A service provider’s MPLS backbone supports multiple service types simultaneously, each defined by the OSI layer it operates at, the topology it presents to customers, and the BGP address family that controls it [1, 13]. This chapter covers the five primary SP service models — L3VPN, DIA, L2VPN (VPWS), VPLS, and EVPN — progressing from the simplest dedicated internet pipe through to EVPN, the modern unified control plane that is steadily replacing legacy Layer 2 services [7, 13, 14].

Content

Service Model Taxonomy

Every SP service can be classified along three axes: the layer at which the customer hands off traffic, the logical topology the service presents, and what the customer perceives on their side of the demarcation [1, 13].

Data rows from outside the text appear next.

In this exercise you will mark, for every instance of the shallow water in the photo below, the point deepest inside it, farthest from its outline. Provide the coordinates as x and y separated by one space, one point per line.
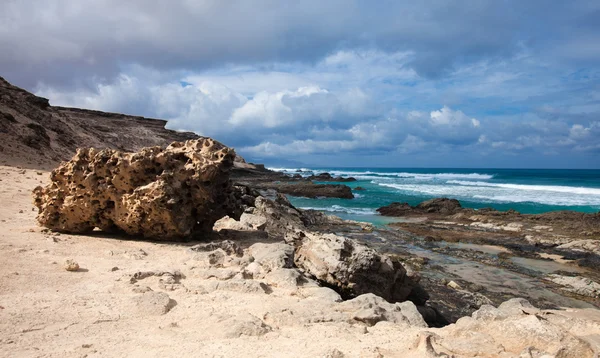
546 266
495 279
525 190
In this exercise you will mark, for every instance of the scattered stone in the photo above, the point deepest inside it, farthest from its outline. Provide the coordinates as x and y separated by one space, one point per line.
580 285
71 265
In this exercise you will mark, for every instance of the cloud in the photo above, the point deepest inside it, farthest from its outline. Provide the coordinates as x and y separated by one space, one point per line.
352 82
64 42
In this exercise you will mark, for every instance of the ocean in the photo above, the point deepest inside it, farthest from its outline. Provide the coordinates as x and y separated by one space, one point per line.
529 191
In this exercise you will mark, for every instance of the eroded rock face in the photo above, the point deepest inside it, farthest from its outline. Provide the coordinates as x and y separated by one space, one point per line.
352 268
155 193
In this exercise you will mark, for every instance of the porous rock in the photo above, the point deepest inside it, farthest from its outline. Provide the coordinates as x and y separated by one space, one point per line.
156 193
352 268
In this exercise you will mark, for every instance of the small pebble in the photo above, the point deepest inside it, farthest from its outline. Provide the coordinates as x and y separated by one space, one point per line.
71 265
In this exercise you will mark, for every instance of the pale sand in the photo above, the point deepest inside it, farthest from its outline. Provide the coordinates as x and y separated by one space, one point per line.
47 311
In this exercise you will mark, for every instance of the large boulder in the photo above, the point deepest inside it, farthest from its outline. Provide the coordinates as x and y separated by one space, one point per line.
351 268
155 193
443 206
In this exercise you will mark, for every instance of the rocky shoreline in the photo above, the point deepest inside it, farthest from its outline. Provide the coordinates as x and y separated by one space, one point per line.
186 249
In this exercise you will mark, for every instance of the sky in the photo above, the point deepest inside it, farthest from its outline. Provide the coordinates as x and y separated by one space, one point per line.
474 83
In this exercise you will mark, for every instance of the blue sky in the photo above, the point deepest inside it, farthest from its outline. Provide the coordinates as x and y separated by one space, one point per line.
347 83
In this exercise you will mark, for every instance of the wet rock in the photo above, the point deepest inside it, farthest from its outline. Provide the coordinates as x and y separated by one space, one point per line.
329 177
156 193
310 190
395 209
440 205
580 285
371 309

Service	Layer	Topology	Customer Perspective
L3VPN	Layer 3	Any-to-any	Private IP routing
DIA	Layer 3	One-to-internet	Full BGP table/default
L2VPN/VPWS	Layer 2	Point-to-point	Virtual wire
VPLS	Layer 2	Any-to-any	Virtual switch
EVPN	L2 + L3	Flexible	Modern unified fabric

graph LR
    subgraph "Layer 3 Services"
        L3VPN["L3VPN<br/>Any-to-any IP"]
        DIA["DIA<br/>Internet access"]
    end
    subgraph "Layer 2 Services"
        VPWS["L2VPN / VPWS<br/>Point-to-point wire"]
        VPLS["VPLS<br/>Any-to-any switch"]
    end
    subgraph "Unified"
        EVPN["EVPN<br/>L2 + L3 fabric"]
    end

    VPLS -.->|"replaced by"| EVPN
    L3VPN -.->|"Type 5 routes"| EVPN

    style EVPN fill:#dfd,stroke:#333

L3VPN is covered in its own chapter. The sections below focus on DIA, L2VPN, VPLS, and EVPN.

Dedicated Internet Access (DIA)

DIA provides a committed-bandwidth, SLA-backed pipe from a customer site to the public internet. Unlike L3VPN, DIA traffic rides in the PE’s global routing table rather than a VRF. The customer receives a static public IP block and optionally peers with BGP using their own ASN.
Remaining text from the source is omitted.